During an interview today on “Ellen,” Rousey (12-2 MMA, 6-2 UFC) was asked if she’s done with MMA. Her answer left pretty much no doubt that professional fighting is not in her future – with some wiggle room to walk it back.
“I don’t know,” she said. “I think it’s just as likely as me going back to another Olympics for judo. No one demanded a written resignation from me for judo, and I don’t think the same thing is necessary for fighting, and I’m just doing what I enjoy. WWE is what I enjoy right now.”

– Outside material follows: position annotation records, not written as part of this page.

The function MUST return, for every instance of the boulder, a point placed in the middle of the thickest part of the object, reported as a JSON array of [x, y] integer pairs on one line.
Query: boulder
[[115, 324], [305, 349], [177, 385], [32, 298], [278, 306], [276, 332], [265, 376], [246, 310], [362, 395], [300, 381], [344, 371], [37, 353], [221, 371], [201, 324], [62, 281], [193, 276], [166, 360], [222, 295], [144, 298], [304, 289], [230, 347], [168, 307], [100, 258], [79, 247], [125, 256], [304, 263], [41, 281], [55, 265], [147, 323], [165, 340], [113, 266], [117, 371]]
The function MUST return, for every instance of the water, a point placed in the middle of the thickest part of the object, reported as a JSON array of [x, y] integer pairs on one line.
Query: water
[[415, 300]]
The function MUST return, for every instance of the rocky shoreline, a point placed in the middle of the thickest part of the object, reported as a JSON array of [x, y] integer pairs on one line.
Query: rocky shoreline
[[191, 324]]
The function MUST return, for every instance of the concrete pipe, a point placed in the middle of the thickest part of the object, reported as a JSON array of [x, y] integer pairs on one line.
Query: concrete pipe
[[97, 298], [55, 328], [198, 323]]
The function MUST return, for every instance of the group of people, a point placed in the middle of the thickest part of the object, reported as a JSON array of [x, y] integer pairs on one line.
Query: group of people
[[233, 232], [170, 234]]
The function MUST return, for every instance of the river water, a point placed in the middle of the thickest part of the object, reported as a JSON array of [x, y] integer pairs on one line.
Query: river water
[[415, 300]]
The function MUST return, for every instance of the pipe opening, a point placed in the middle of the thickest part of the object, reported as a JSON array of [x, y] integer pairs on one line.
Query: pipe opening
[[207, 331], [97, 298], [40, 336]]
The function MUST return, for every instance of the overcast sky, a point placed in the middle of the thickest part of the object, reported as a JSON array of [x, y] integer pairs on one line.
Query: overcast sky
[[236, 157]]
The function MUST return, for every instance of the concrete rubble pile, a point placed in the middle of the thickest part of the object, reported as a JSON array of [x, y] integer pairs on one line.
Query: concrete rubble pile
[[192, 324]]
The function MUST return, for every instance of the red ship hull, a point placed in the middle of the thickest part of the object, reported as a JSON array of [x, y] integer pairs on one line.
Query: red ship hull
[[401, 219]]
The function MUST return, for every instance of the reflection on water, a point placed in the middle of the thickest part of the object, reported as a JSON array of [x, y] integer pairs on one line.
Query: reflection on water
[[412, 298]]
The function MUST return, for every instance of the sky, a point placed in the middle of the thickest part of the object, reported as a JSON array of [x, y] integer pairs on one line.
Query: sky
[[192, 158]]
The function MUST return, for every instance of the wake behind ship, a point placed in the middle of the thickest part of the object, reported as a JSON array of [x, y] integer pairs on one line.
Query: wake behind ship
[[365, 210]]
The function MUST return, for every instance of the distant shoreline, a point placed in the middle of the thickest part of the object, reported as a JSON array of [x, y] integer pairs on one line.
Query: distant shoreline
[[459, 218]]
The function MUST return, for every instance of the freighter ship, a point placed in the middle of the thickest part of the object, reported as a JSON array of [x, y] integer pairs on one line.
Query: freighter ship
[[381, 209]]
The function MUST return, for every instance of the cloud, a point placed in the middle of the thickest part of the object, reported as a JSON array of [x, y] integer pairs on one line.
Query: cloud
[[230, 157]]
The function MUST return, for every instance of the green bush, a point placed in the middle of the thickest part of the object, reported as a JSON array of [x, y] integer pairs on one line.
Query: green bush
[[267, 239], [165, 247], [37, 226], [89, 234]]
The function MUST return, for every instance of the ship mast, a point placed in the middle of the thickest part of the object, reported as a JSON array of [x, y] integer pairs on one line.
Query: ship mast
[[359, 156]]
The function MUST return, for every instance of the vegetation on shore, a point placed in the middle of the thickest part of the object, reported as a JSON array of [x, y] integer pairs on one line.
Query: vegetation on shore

Rousey signed on with the industry-leading professional wrestling promotion in January, ending months of speculation about her future. She’ll make her official debut on April 8 at WrestleMania 34 in New Orleans.
An avid fan of pro wrestling, Rousey is no stranger to the action in the ring. During her MMA career, she paid tribute to it by forming the “Four Horsewomen” alongside her MMA teammate Shayna Baszler, who is now signed to the WWE.
Rousey said transitioning from real to fake fighting doesn’t worry her too much.
“I’m nervous, but it’s not like, Olympics nervous,” she said. “The worst thing that can happen is I’ll look stupid, which is not the worst thing that could really happen. So I can’t think of the last time I was so excited for anything.”
UFC President Dana White has said he’s “very happy” to see Rousey transition away from MMA.
This past November, the UFC executive said that while the ex-champ won’t announce her retirement and continues to get drug tested by promotion anti-doping partner USADA, he doesn’t want to see her fight again.
“I wouldn’t want to see it,” White told MMAjunkie. “I don’t want it to have to happen. I care about her, and she’s got enough money. She’s got enough money and all of that stuff. I don’t want to see it happen.”
Rousey’s last trip to the cage ended in a shocking defeat when she was knocked out in under one round by current women’s bantamweight champion Amanda Nunes at UFC 207. She had taken 13 months off following a knockout loss to Holly Holm at UFC 193 that cost her the UFC title.
Despite her precipitious fall in the sport, Rousey is widely credited with helping bring women into the UFC. On the fifth anniversary of her first UFC title defense, the first-ever women’s fight in the octagon, several vets spoke about the former Olympic judoka’s contribution to MMA.
Now, Rousey is changing directions to blaze another trail in a decorated career.
“I’ve never been on a team my whole life,” she said. “When I was swimmer, I was alone. When I did judo, I was alone. When I was a fighter, I was alone. With wrestling, it’s like a big team. Everyone’s trying to work together to make it as great as possible.”